Political scientists debate whether polarization in Congress preceded or followed polarization among the wider public, and our data (which begins in 1994) won’t resolve that. One thing is clear, though: When a polarized Congress represents a polarized public, not much gets done legislatively. Through the end of May, the current Congress had enacted 89 pieces of substantive legislation (based on the methodology we’ve employed in prior Fact Tank posts) since it opened in January 2013. A decade ago, at the equivalent point in its term, Congress had enacted almost twice as many substantive laws.
Historically, compromise has been key to getting legislation passed. But polarized senators and representatives — reluctant to compromise with the other side to start with — won’t get much pressure from the partisans back in their home states. According to our study, while 56% of Americans say they prefer politicians who are willing to compromise, in practice both across-the-board conservatives and across-the-board liberals say the end result of compromise should be that their side gets more of what it wants.
The conclusion? It doesn't seem to matter who you send to Congress, only the party. There is no room for those who don't have a party's ideological purity.
But here's the potentially scary part. We are becoming much more tribal in our non-voting ways, too.

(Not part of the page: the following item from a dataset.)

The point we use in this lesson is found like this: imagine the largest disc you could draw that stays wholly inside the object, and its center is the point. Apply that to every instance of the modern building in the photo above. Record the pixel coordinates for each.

Three-quarters of consistent conservatives say they would opt to live in a community where “the houses are larger and farther apart, but schools, stores and restaurants are several miles away,” while 77% of consistent liberals prefer smaller houses closer to amenities. Nearly four times as many liberals as conservatives say it is important that their community has racial and ethnic diversity; about three times as many conservatives as liberals say it is important that many in the community share their religious faith.